Last Week in AI #243, recorded April 29 and posted May 4, is the most concentrated single artifact of the week, packing four distinct frontier-model events and an alignment-flavored incident into one show. Andrey Kurenkov and Jeremie Harris frame it as a coding-and-voice-heavy week followed by a fresh open-weights drop from China and a Tencent release that misses.
OpenAI shipped GPT-5.5, with the system card claiming meaningful gains on coding evaluations alongside higher per-token pricing than GPT-5.4. The card also surfaces chain-of-thought monitorability and misalignment testing as headline items — OpenAI continues to publish reasoning-trace probes against its own models — and includes a now-discussed system-prompt warning about "goblins" that the hosts treat as a quirk in OpenAI's deployment-time tooling rather than a serious capability claim. xAI countered with Grok Voice Think Fast 1.0, leading on real-time-voice-agent benchmarks and quantifying production impact at Starlink customer support and sales — large enough lifts that the hosts treat it as a credible Whisper-plus-frontier-model competitor rather than a demo, though the benchmarks are first-party.
The bigger frontier news is DeepSeek V4. Pro and Flash variants ship as open weights, with the architecture moving deeper into mixture-of-experts scaling and pushing context to one million tokens via hybrid compressed-attention modifications. The hosts read this as a continuation of the post-V3 cadence — the lab is converging on the same recipe that closed-weight labs are using internally and shipping the artifacts publicly. Tencent's Hunyuan 3 preview lands the same week with weaker benchmarks; Andrey treats it as evidence that the marginal value of "yet another Chinese frontier release" is dropping unless the lab can clearly differentiate on capability or efficiency.

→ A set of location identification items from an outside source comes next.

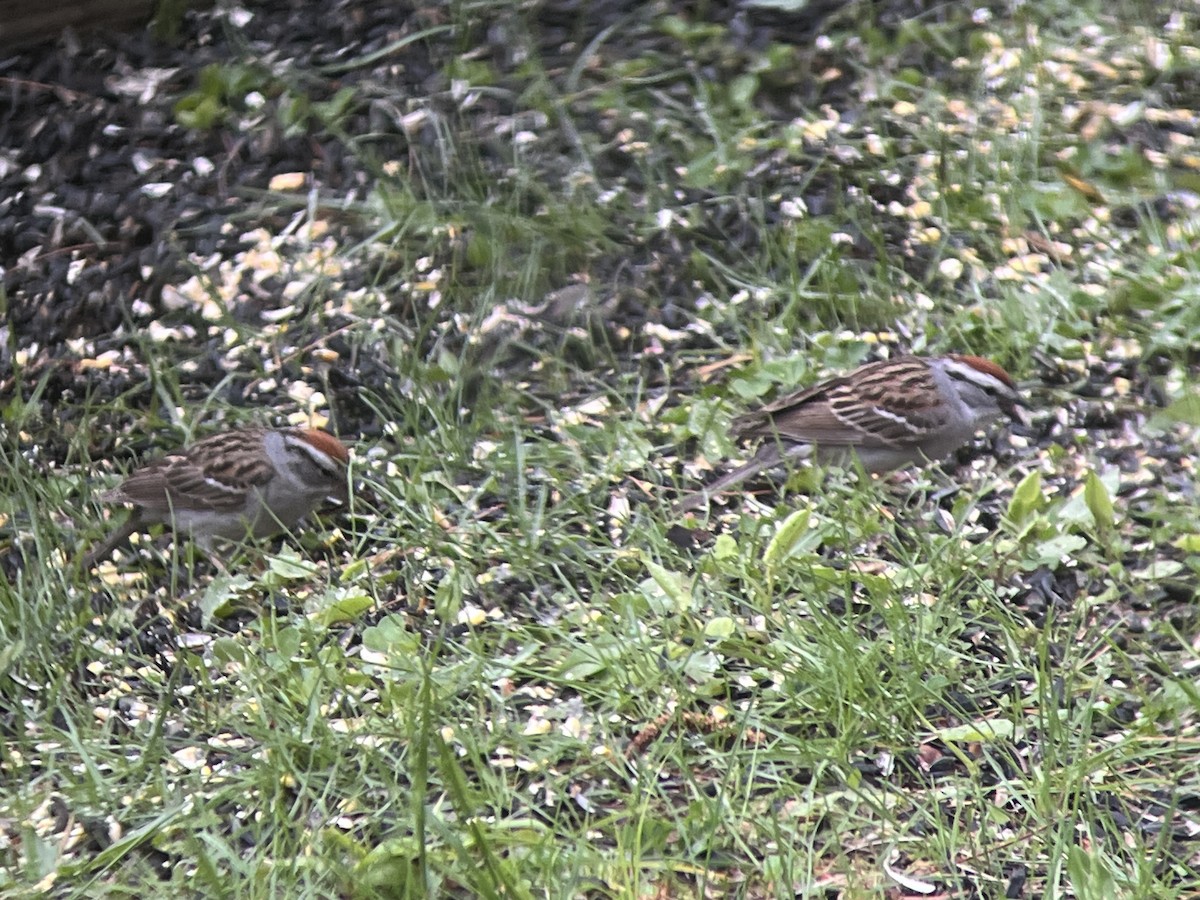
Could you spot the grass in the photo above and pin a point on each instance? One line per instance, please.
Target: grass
(504, 671)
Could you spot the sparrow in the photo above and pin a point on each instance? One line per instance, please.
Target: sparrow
(888, 414)
(246, 483)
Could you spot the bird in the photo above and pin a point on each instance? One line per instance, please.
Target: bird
(888, 414)
(252, 481)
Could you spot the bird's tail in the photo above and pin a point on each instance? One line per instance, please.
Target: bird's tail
(768, 456)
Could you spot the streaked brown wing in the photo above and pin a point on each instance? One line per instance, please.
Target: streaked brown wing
(850, 411)
(213, 474)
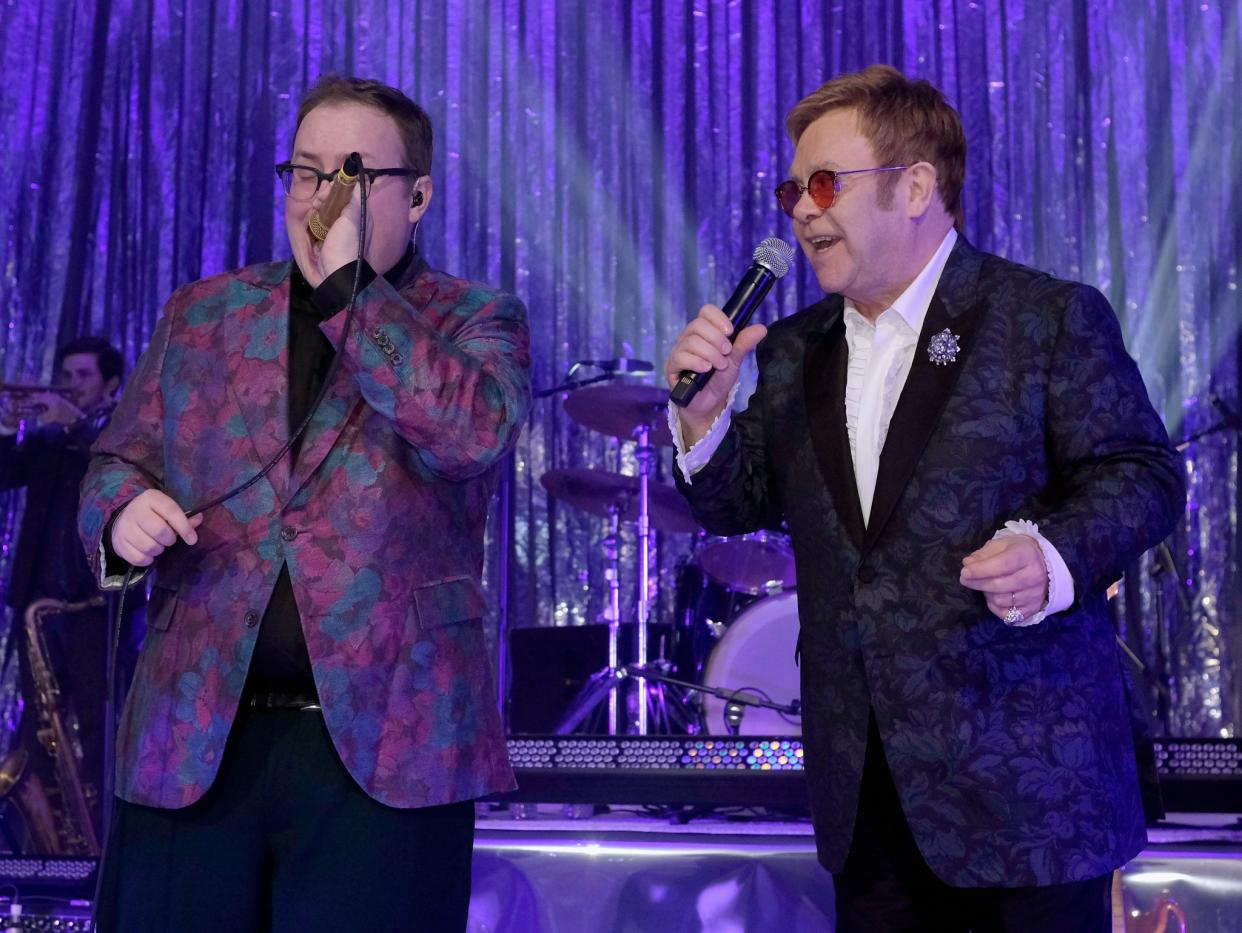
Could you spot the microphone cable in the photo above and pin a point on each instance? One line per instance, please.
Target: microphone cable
(112, 727)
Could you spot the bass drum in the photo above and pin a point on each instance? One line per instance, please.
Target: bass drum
(756, 656)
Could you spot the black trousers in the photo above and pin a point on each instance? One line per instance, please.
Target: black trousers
(886, 886)
(285, 841)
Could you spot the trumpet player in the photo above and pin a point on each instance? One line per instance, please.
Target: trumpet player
(49, 459)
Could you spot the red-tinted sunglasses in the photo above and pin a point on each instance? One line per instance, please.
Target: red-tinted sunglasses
(822, 185)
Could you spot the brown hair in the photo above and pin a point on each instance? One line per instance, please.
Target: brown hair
(904, 121)
(412, 123)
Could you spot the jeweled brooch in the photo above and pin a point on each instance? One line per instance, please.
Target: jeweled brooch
(943, 348)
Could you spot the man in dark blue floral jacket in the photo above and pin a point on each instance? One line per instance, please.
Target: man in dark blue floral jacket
(965, 456)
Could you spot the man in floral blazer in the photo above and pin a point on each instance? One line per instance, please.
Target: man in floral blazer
(965, 456)
(314, 707)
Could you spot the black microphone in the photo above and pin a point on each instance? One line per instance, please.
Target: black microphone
(771, 261)
(338, 196)
(622, 364)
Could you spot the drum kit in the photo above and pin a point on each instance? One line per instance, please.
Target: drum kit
(735, 623)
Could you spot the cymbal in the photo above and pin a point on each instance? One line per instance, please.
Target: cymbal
(598, 491)
(619, 410)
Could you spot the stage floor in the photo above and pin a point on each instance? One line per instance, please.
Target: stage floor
(635, 872)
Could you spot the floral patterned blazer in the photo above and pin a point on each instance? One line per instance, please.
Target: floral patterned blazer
(1010, 747)
(380, 522)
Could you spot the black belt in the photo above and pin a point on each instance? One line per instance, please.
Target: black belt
(275, 700)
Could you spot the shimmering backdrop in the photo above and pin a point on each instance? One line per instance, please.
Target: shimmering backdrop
(612, 163)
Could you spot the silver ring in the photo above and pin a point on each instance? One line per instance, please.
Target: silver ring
(1014, 616)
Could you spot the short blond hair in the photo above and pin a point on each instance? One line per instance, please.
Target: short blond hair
(904, 121)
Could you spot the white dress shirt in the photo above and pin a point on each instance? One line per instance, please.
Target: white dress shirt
(881, 355)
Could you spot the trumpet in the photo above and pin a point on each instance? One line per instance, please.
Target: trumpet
(22, 389)
(19, 400)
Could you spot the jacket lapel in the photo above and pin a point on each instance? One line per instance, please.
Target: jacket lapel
(343, 395)
(258, 370)
(956, 306)
(327, 424)
(825, 367)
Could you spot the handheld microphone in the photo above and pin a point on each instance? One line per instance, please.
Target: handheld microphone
(338, 196)
(771, 261)
(622, 364)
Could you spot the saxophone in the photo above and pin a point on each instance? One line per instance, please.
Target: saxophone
(67, 829)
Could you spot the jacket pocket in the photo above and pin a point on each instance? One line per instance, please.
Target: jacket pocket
(165, 604)
(453, 600)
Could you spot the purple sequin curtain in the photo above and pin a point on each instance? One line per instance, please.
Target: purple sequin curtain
(612, 163)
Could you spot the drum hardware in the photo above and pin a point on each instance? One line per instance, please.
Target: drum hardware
(622, 411)
(735, 701)
(760, 563)
(637, 413)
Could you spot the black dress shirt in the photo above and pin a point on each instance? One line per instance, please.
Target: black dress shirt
(281, 664)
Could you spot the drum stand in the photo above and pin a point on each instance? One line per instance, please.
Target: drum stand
(735, 701)
(607, 681)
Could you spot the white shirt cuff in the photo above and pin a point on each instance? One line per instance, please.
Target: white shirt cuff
(691, 461)
(1061, 583)
(114, 582)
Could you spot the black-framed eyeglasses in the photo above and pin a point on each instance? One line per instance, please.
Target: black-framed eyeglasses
(301, 182)
(824, 186)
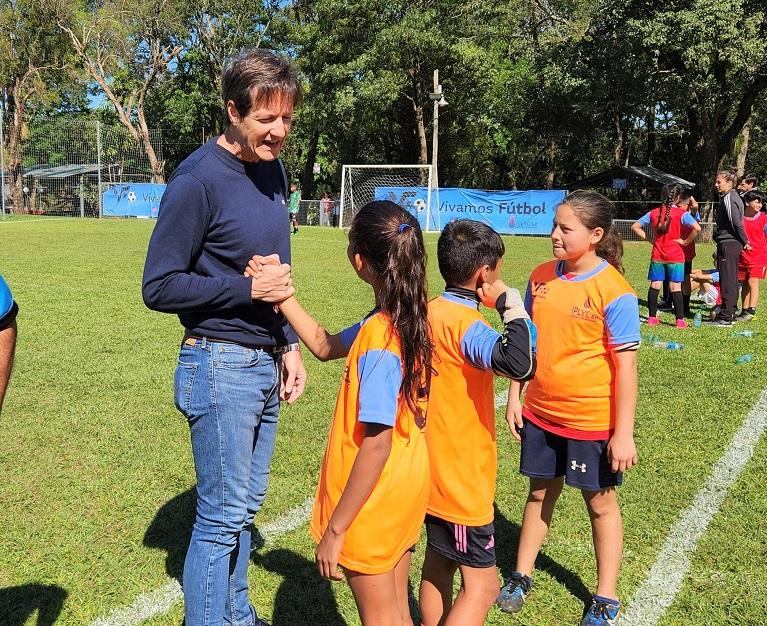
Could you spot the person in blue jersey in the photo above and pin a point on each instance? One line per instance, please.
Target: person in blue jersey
(8, 311)
(225, 203)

The episode's safety-flavored thread is a sabotage incident that the hosts characterize as a deliberate attempt to insert harmful behavior into a frontier system — they cover what is publicly known so far without naming a perpetrator and treat it as evidence that supply-chain attacks against model-training pipelines are now a credible threat surface, not a hypothetical one. They tie this back to the "distillation attacks" framing that Nathan Lambert pushes back on in the same week, and to OpenAI's published chain-of-thought monitorability work — three threads converging on the same point that the misalignment frontier is increasingly about adversarial inputs to training rather than emergent goal-directed behavior in deployment.

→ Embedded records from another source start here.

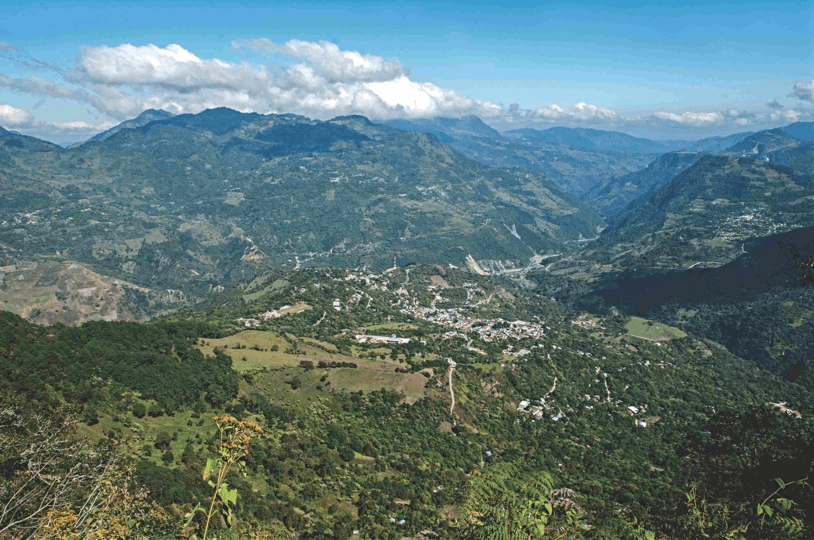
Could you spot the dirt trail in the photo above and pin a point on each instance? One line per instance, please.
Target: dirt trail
(451, 391)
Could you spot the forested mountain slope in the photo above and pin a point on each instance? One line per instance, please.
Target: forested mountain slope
(195, 202)
(626, 415)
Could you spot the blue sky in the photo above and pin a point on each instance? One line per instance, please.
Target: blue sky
(657, 68)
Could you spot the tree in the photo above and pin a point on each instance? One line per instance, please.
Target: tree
(502, 504)
(139, 410)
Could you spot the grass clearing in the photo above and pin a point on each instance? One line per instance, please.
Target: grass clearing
(653, 331)
(366, 380)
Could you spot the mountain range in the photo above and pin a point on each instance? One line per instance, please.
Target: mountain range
(194, 202)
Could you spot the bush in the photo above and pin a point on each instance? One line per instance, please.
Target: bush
(155, 410)
(139, 410)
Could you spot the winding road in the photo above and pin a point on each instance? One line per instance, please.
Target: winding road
(451, 392)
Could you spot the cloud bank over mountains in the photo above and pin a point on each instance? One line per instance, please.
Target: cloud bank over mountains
(315, 79)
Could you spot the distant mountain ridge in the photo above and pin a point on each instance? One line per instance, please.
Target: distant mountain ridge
(575, 169)
(594, 139)
(198, 201)
(150, 115)
(613, 196)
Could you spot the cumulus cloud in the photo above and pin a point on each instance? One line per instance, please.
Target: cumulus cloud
(125, 80)
(550, 112)
(12, 116)
(588, 111)
(691, 118)
(318, 80)
(329, 62)
(789, 115)
(803, 91)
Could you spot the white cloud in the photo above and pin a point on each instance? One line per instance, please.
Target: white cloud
(803, 91)
(125, 80)
(789, 115)
(550, 112)
(691, 118)
(588, 111)
(331, 63)
(12, 116)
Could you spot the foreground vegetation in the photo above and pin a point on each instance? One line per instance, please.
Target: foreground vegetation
(126, 430)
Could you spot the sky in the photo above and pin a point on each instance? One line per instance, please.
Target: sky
(656, 69)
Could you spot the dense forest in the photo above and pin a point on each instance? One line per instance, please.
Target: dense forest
(203, 423)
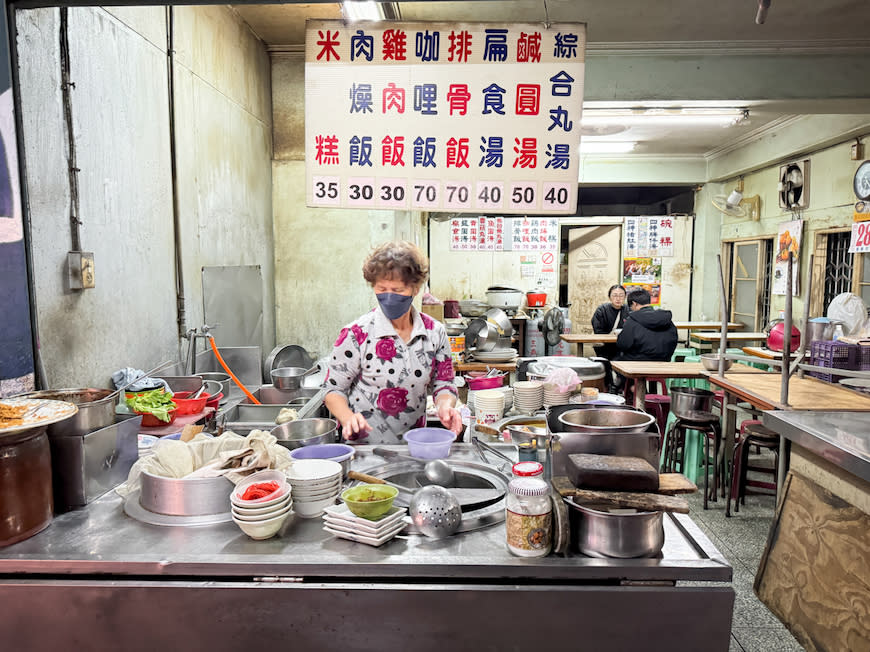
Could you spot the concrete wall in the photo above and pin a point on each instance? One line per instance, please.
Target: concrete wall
(121, 127)
(318, 251)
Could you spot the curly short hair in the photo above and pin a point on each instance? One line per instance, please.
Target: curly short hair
(397, 260)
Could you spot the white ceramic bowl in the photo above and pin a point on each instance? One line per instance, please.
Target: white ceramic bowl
(262, 517)
(262, 529)
(258, 511)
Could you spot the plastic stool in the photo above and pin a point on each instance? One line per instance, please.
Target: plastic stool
(706, 423)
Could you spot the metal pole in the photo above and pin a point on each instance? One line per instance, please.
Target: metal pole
(723, 307)
(786, 347)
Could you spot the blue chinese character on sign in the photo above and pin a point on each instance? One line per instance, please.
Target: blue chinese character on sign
(426, 45)
(496, 45)
(361, 46)
(559, 156)
(361, 150)
(493, 99)
(493, 152)
(561, 84)
(559, 118)
(424, 99)
(361, 98)
(424, 152)
(566, 46)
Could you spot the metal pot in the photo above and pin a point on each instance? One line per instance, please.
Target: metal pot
(605, 419)
(624, 534)
(305, 432)
(685, 400)
(96, 410)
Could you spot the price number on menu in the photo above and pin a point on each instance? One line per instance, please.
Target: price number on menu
(326, 191)
(556, 196)
(457, 194)
(524, 196)
(489, 195)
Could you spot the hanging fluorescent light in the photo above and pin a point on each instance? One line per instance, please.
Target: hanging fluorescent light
(361, 10)
(606, 146)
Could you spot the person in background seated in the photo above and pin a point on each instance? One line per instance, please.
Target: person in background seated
(609, 318)
(648, 334)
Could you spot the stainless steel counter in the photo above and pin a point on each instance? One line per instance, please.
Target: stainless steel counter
(842, 438)
(96, 575)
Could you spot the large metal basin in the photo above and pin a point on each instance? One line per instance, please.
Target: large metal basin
(96, 410)
(605, 419)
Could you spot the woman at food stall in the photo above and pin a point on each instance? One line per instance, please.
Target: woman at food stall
(386, 363)
(608, 318)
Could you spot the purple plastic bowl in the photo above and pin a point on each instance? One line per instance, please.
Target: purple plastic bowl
(429, 443)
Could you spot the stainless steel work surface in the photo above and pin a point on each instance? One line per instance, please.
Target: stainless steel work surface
(842, 438)
(101, 539)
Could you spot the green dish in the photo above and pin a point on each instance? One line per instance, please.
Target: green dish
(369, 501)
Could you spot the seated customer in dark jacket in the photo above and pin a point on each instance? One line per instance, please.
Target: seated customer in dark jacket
(648, 334)
(609, 317)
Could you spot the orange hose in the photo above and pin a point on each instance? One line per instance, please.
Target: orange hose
(232, 375)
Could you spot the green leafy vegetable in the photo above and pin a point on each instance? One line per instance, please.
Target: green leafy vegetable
(156, 402)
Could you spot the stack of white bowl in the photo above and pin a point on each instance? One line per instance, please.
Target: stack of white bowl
(554, 396)
(528, 395)
(316, 484)
(508, 397)
(489, 406)
(261, 518)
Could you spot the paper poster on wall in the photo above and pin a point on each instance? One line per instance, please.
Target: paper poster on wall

For practitioners, the actionable signal is that DeepSeek V4 and Grok Voice Think Fast both land as serious challengers in their respective domains in the same week, GPT-5.5 raises the price-per-coding-task ceiling without obviously moving the floor, and the misalignment conversation is shifting from "will the model deceive" toward "will an adversary plant the deception." The full episode runs 1h52m and is worth listening to in full for context on each release.